France importing props... seriously, it's like Eskimos importing snow. At least now there are some people in French rugby circles waking up to the dangers of offshore recruitment and the mediocre form of Toulon is helping open a few eyes.
Toulon are coached by a New Zealander - Tana Umaga - and full of New Zealand players - Saimone Taumoepeau, Ben Castle, Jerry Collins, Orene Ai'i and Sonny Bill Williams.
They are struggling in Top 14 and are particularly under pressure in the scrum most weeks. Taumoepeau and Castle have regularly started and, by all accounts, they are not exactly setting the world on fire.

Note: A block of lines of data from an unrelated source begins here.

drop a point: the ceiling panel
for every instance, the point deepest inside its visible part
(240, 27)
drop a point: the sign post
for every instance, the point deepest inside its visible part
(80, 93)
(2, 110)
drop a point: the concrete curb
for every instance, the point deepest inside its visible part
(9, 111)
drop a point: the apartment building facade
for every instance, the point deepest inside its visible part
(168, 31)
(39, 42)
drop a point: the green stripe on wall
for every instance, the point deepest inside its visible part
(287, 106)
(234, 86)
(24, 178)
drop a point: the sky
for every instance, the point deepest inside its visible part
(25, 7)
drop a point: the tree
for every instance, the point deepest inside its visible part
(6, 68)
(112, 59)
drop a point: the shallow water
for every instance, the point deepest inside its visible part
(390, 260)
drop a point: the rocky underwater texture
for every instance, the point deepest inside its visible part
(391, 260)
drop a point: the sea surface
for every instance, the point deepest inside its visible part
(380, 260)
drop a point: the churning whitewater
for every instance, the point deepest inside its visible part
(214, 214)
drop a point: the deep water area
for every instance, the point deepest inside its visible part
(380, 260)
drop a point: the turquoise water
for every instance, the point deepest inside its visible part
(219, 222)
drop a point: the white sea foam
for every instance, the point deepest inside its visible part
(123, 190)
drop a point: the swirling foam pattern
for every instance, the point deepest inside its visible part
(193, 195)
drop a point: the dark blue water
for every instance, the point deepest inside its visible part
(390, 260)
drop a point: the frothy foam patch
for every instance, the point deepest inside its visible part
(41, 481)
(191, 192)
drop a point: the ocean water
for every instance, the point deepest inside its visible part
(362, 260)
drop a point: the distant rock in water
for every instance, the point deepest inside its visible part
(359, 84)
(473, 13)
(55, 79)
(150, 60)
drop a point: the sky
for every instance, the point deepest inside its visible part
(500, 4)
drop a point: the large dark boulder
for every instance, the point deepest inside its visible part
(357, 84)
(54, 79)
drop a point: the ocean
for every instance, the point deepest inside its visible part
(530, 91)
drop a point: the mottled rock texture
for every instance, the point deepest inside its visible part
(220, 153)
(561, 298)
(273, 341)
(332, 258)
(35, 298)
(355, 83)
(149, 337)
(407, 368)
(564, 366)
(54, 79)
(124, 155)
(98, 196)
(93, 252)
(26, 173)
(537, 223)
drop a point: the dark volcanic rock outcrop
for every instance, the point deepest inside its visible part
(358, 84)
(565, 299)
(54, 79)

Questions are being asked because big money is flowing into imports' pockets and there is growing evidence some of the New Zealanders, like Castle and Taumoepeau, are really no better than the available French props.
Many followers in France fear this influx of foreign talent will impact on French rugby.
If only a handful, if that, of French props are regularly playing for their clubs each week, that is going to be to the detriment of the national team.
NZRU chief executive Steve Tew says this is an issue he has raised several times at IRB level. "Every meeting I have attended I have said that the clubs have the ability to destroy the international game."
Everyone nods, apparently, when he says this but there is little that can be done. There are strict laws in Europe that prevent restraint of trade which is why quotas restricting the number of overseas players a team can contract are not legal.
Tew says that IRB chairman Bernard Lapasset is going to lobby the European Union to see if sport can be treated differently, but no one is holding their breath. It's a long shot and it will take years to get through the legislative system.
Without any restrictions, the only thing Tew can hope for is that other club owners take a look at Toulon and pressure their coaches to justify why they are buying New Zealanders ahead of local players.